Most of the teens that participated in the project were left behind as their parents left to cross over to the United States. The family dynamic shifts when the parents become providers and strangers to their own children left in Mexico. Immigration impacts not just those that have decided to leave but also those that are left behind. Once that teen is reunited with their family in the U.S. they must learn how to heal their relationship with their parents, learn a new language, and navigate in the social structures set in this new country. That is a lot for a teenager to bear—then, add the fear of deportation to the mix.
This was one of the reasons that led me to create my “Familias Separadas” project, a series of temporary site-specific public art works marking the locations and documenting stories of immigrant families affected by deportations in the city of Philadelphia. The immigrant families involved in the project see Philadelphia as a safe haven, where their children will grow to be the next generation of Philadelphians (like myself/a child of immigrants) that will contribute to the livelihood and fabric of our city. Philadelphia is a sanctuary for immigrants and honoring their contributions to the growth of the city is crucial especially during the current national anti-immigrant climate. For these reasons, this project is important because it offers a platform to tell the stories of our undocumented immigrant communities that are often unheard in mainstream media.
For over a year and a half, I worked with undocumented youth and families in partnership with Juntos. I collected audio stories from undocumented families that reveal the moment their loved ones were deported and how their lives changed before and after deportation. Several times I had to rearrange the structure of my workshops and sessions to accommodate the working schedules of the families and to gain trust with the interviewees that were courageous in sharing their stories. In the artworks, I wanted to shift the focus from the statistics and numbers of people that have been deported and have others see the individual father, mother, or brother who has been torn apart from their families. The temporary image that eventually faded reflects the fading presence of the person who has been deported. My intention was to bring the stories of the deported back to the places where they worked, dreamed, and loved, and have other see the humanity that lies there.
In October 2015, I installed five large-scale artworks representing the stories of each family that were then placed in key locations in Philadelphia. Each temporary work of art is accompanied by an audio story and was either digitally produced or created using large-scale stencils depicting portraits, images, and text based on the personal stories I collected. The project was highlighted as part of the Open Source city-wide project led by curator Pedro Alonzo and the Philadelphia Mural Arts Program.

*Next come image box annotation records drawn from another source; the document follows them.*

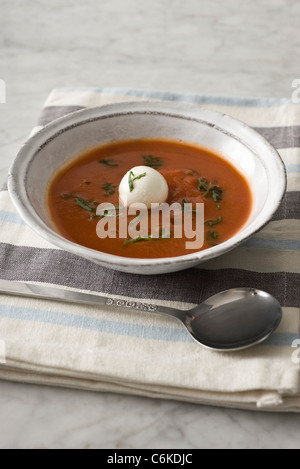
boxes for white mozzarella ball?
[119,166,169,208]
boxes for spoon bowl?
[185,288,282,351]
[0,280,282,352]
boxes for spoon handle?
[0,280,186,321]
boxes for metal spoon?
[0,280,282,351]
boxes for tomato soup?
[46,139,252,258]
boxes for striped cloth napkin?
[0,88,300,412]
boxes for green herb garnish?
[198,178,208,192]
[181,199,198,213]
[204,185,223,202]
[143,155,164,169]
[198,177,223,204]
[99,158,119,166]
[204,217,223,227]
[128,171,146,192]
[102,182,117,195]
[75,197,95,212]
[129,212,142,226]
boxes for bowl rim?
[7,101,287,270]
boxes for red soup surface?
[47,139,252,258]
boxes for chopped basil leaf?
[102,182,116,195]
[198,177,223,205]
[75,197,95,212]
[143,155,164,169]
[128,171,146,192]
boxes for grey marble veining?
[0,0,300,449]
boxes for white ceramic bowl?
[8,102,286,274]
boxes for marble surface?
[0,0,300,449]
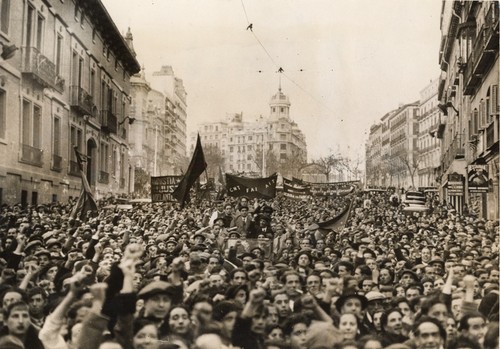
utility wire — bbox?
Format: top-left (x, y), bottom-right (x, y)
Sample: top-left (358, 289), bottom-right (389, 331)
top-left (241, 0), bottom-right (334, 113)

The key locations were both highly visible in the city and in the neighborhoods where the participating families live. I walked through the streets day by day and selected each site for a particular reason.

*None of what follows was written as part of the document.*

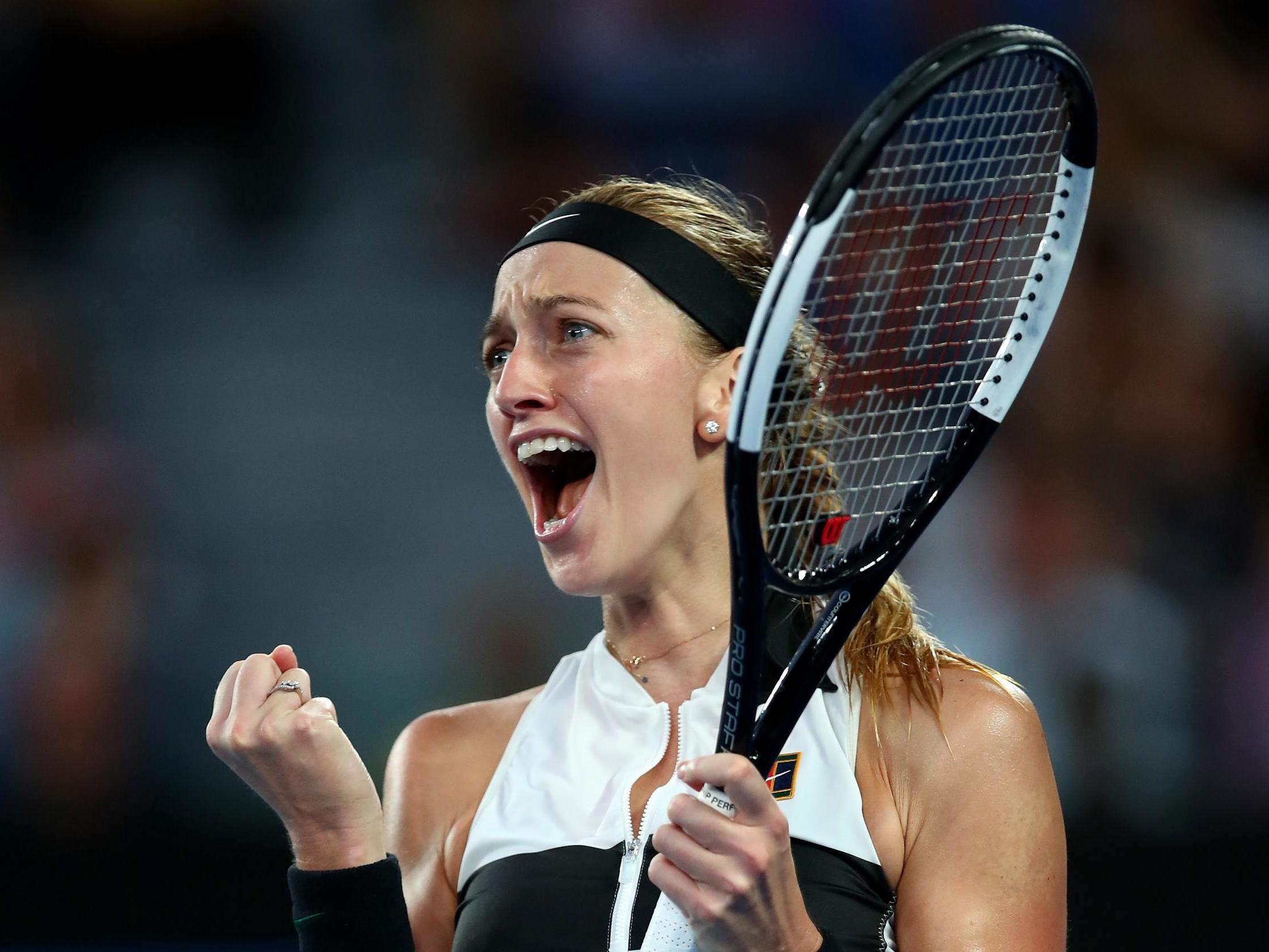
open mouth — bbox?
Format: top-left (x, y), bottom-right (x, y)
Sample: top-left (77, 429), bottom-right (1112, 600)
top-left (516, 437), bottom-right (595, 537)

Philadelphia’s City Hall Courtyard, which marks the center point of the city, had the image of Maria standing in front of the statue of William Penn. Her portrait sat in the center of the painted Compass Rose that served as a symbol of searching for a new destination, a new place to call home.
Maria's husband lived in Philadelphia and was deported. He attempted to cross the border again to be reunited with his family. He was caught by ICE in Texas and now has 6 months left in his 3-year jail sentence in California. Once his sentence is over, he will be sent back to Mexico. Maria continues to live in Philadelphia and has five children that she is taking care of. She speaks about the difficulty of making the decision to stay or leave to Mexico to be reunited with her husband. Click here to listen to Maria's story in English.

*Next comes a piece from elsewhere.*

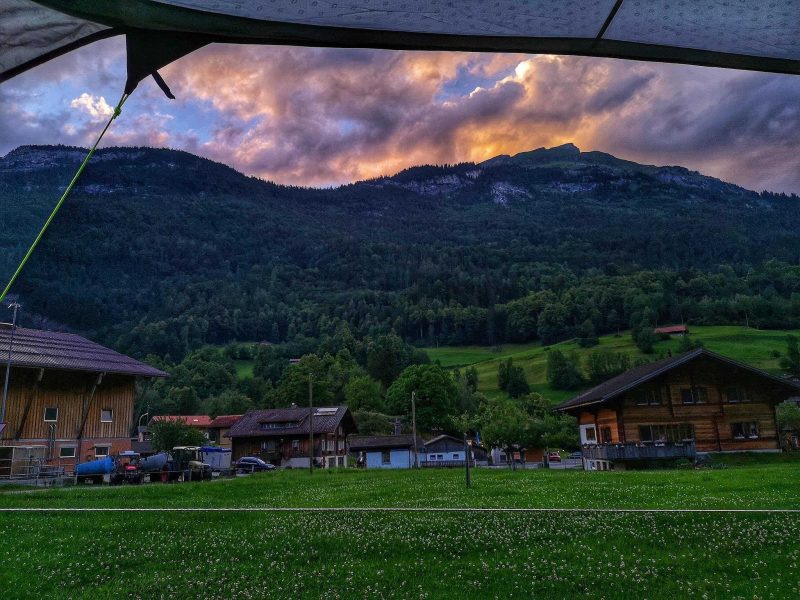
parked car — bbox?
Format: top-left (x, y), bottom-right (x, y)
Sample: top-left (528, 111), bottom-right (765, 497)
top-left (236, 456), bottom-right (275, 473)
top-left (547, 452), bottom-right (561, 462)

LOVE Park is filled with tourists taking selfies and families playing around the fountain. The famous LOVE statue by Robert Indiana served as a perfect juxtaposition to my installed work “Te Amo” (I Love You) which represents the story of Suyapa, a Honduran undocumented mother. Suyapa proudly wears this gold necklace on her chest. It is a memory of her oldest daughter that she carries with her. Suyapa left Honduras fleeing violence, crossed the border with her two youngest daughters, was detained in Texas, and is now fighting deportation proceedings in Philadelphia. Suyapa speaks about love and what happens to love when you leave or are forced to leave. Click here to listen to Suyapa's story in English.
The 9th Street Market is a place that was built by immigrants and continues to provide work and opportunities for (Irish, Italian, Vietnamese, Chinese, Mexican) immigrant families, including my own. The portrait of Cruz was installed on the streets where he rides his bicycle to work every day. Due to the financial needs of his family, he left his home in Mexico at age 14 to be on his own and start working. He has worked hard for 20-plus years in the United States. While working one day, he was detained by ICE, completed his 4-month probation, and had to report himself for one full year to their offices. In his interview, he spoke about how this city was a symbol of freedom and now it feels more like a prison.
I would say that the most compelling moment of the project happened on Monday, October 12, 2015. At 7 p.m., I led a group of undocumented families from Juntos and volunteers to install a 90 foot long stencil in front of the Immigrations Customs Enforcement building on 16th and Callowhill Streets. The journey to get to this moment was a long one that consisted of my persistence with the help of Juntos and the Mural Arts Program to obtain permission from the Mayor and Streets Commissioner to install this artwork. It was essential that I receive the proper permission to install the works for various reasons. As an artist working in communities, I am not just responsible for my safety, but for the safety of the community that is working alongside me. For many of the undocumented families that participated that day, the ICE building is a place of fear. It is a place that does not value their struggle, their love, or their reasons for leaving their country. I needed the support from the city to ensure that their safety was guaranteed during the installation of the artwork.
It was at this very place, this symbol of fear, that 30 community members and I fearlessly installed the words of Ana, an undocumented mother fighting her deportation.
The words of Ana, “We are human beings, risking our lives, for our families and our future,” connect to the more than 2 million families that have been deported in the last four years in the United States. Two of the participants from my “Familias Separadas” project were detained at the Berks Detention Center, a family prison located a few minutes away from Philadelphia. Recently, 22 mothers currently detained at the Berks Detention Center—some for more than a year—began a hunger strike to protest their continued detention.
It is because of these reasons that it is necessary for me to continue my “Familias Separadas” project to tell these stories across the nation. Since October, I continue to support Juntos in their current fight to shut down the Berks Detention Center and recently led a creative action during their march for immigrant rights at the Democratic National Convention in Philadelphia.
Public art can serve as a platform to educate, create awareness, and to inspire action. As an artist working in communities for more than 15 years, I believe that when we decide to write and tell our own stories and create the images that are true reflections of who we decide we are—those are revolutionary acts. I don't label my work as artivism, but I do believe that my duty as an artist is to not ignore what is happening around me. My truth is to create art that is both poetic and powerful, and that speaks to social issues that I and/or the communities I work with encounter.